BIRMINGHAM, Alabama — The night tornadoes swept through Alabama brought in more hurt patients than Children’s Hospital of Alabama had ever seen at once, officials at the Birmingham hospital said Thursday.
Sixty youngsters from across the state have been treated at the hospital, most of them in the hours immediately following the deadly storms. Fourteen remain; 10 are in critical care and many have also lost parents or siblings.
“In the long history — now, the almost 100 years — of Children’s Hospital, it was the largest number of trauma patients and the most acutely injured patients,” said CEO Mike Warren.
Margaret Winkler, head of the hospital’s critical care team, said it was like having dozens of fatal traffic accidents pour in the same night. Victims came from Tuscaloosa, Cullman, Pleasant Grove, Birmingham, Gadsden, Fort Payne, Cordova and elsewhere. Other hospitals around the state reported similar numbers of patients.

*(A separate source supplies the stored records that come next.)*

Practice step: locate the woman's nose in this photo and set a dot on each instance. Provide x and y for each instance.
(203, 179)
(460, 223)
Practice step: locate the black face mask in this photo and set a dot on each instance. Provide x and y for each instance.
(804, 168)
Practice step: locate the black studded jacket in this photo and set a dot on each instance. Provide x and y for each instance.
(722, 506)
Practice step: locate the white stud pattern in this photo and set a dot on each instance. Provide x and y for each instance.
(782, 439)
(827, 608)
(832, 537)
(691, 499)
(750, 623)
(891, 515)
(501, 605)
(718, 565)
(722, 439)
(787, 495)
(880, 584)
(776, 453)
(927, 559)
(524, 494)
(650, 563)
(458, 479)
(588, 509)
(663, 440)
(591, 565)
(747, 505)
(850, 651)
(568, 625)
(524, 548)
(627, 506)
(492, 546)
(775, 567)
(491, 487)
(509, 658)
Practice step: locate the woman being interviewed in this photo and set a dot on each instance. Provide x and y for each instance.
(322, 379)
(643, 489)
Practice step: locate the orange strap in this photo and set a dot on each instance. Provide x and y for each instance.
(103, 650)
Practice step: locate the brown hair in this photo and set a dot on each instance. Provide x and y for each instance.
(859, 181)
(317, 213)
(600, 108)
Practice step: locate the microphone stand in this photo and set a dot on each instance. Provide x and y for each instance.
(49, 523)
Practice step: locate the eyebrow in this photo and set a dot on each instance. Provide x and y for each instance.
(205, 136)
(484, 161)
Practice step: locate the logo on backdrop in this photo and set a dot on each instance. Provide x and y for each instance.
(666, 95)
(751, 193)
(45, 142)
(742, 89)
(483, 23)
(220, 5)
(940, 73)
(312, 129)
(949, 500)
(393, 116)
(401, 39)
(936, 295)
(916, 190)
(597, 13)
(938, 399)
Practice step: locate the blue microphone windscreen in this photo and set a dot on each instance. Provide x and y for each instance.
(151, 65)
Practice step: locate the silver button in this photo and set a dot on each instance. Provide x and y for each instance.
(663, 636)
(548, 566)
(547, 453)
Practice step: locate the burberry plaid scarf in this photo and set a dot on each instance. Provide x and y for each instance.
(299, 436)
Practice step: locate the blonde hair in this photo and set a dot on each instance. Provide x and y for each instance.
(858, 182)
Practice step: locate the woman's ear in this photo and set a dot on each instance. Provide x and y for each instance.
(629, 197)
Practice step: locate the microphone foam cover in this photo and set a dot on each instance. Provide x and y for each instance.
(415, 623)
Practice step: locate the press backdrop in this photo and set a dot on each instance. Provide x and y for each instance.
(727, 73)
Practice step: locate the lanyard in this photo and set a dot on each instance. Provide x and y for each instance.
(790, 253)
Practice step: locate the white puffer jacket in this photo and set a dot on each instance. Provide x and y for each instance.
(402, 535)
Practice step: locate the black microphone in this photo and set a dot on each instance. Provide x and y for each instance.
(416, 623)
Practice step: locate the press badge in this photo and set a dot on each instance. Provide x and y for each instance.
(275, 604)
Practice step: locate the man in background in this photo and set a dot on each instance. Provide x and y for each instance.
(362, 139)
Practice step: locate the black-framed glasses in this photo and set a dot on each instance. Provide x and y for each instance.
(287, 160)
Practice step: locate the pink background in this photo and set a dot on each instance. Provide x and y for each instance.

“This was one after another after another,” Winkler said. “It was dramatic and then it was just so tragic.”
One of the patients included in the total count arrived dead and another, an infant from Tuscaloosa whose name was not released, died at the hospital.
Emergency room doctor Steve Bailey and others credited Children’s emergency preparedness for the success of operations. Bailey said that it could have been much worse if, like other hospitals in hard-hit areas, Children’s had lost power or telephone communications.